In line with the upcoming Chinese New Year celebrations, the Singapore Police Force (SPF) decided to sprinkle some puns into its social media strategy – a move which stole the hearts of netizens.
To discourage shop theft, the organisation uploaded an image on its Facebook page of a cop chasing after a thief who took a can of abalone. This was coupled with the caption “Stealing abalone? You’ll end ab-alone in prison.” It added that shop theft is a serious offence, punishable with an imprisonment of up to seven years and/or with a fine.
Since its posting Monday, the post garnered over 6,300 reactions, 2,519 shares and 484 comments at the time of writing. View it here.
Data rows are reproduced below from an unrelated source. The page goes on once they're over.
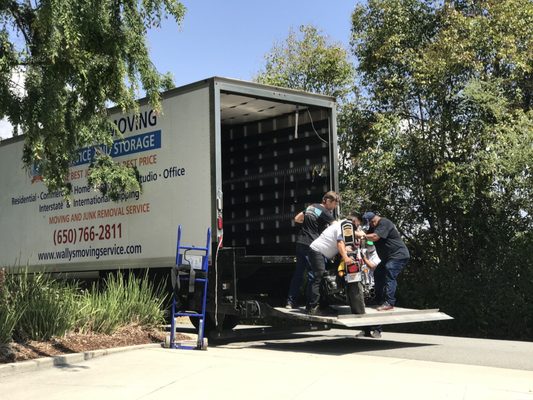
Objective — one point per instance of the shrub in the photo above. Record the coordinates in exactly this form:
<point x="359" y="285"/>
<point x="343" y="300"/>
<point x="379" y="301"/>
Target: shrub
<point x="123" y="301"/>
<point x="44" y="306"/>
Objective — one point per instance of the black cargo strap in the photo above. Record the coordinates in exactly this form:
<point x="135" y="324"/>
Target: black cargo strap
<point x="181" y="270"/>
<point x="348" y="235"/>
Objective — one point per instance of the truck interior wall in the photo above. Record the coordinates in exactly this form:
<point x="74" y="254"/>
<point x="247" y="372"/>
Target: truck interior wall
<point x="270" y="172"/>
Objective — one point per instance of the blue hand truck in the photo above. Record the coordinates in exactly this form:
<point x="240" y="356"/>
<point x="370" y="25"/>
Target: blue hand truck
<point x="184" y="273"/>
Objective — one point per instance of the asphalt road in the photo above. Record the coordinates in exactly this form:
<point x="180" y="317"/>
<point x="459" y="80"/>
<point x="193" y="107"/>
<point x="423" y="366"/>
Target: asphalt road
<point x="322" y="365"/>
<point x="446" y="349"/>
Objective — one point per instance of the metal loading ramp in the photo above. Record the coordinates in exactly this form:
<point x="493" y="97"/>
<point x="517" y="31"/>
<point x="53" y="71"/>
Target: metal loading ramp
<point x="372" y="317"/>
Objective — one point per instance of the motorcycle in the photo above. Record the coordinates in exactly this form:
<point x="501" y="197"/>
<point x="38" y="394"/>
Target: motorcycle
<point x="349" y="284"/>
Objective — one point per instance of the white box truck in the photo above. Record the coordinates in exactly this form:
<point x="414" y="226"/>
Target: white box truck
<point x="238" y="157"/>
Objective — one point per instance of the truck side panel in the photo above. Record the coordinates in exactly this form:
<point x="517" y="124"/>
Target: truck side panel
<point x="172" y="153"/>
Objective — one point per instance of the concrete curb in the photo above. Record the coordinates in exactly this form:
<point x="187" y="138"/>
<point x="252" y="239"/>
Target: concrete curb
<point x="65" y="359"/>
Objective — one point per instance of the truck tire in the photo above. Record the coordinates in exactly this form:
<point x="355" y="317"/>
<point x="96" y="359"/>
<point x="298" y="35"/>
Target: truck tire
<point x="355" y="297"/>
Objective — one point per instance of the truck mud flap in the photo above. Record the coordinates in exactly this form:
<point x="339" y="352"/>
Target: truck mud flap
<point x="346" y="319"/>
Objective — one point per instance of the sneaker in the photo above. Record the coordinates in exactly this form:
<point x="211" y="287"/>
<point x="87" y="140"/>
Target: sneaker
<point x="385" y="307"/>
<point x="291" y="306"/>
<point x="369" y="333"/>
<point x="375" y="334"/>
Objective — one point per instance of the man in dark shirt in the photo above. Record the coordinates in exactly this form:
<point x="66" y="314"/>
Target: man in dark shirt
<point x="314" y="220"/>
<point x="394" y="257"/>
The post came one day after SPF posted another punny post – this time discouraging the act of pick pocketing. In this post, four images depicting an ear, nose, teeth and fingers were juxtaposed next to one another with the caption “Pick anything but pockets”.
The post garnered over 1,200 reactions, 1,088 shares and 253 comments at the time of writing. SPF’s follow up social strategy was also strong; garnering 516 reactions to a comment it posted in response to someone asking what would happen if he stole someone’s heart. To this, SPF advised the netizen to treat the person wholeheartedly.
This is not the first time the SPF has employed witty word play into its marketing campaigns. Just in March last year, it spoofed Mediacorp’s Star Awards in anti-scam spot produced in Chinese. The spot was about an awards show called Black Heart Awards which recognises the best scams conducted by nominees whose names played on Chinese translations.
One month later, SPF showed its sassy side by taking a jab at a Criminal Minds episode which inaccurately depicted Singapore as a city with a hidden underworld scene. In its jab, SPF uploaded two pictures containing crime statistics which debunk claims of theshow. The Facebook post also saw the SPF pointing out Singapore’ ranking in the Gallup’s Law and Order 2016 report, along with the hashtag #CriminalMindsBeyondBorders. This left little room for potential debate over the post being directed at the show.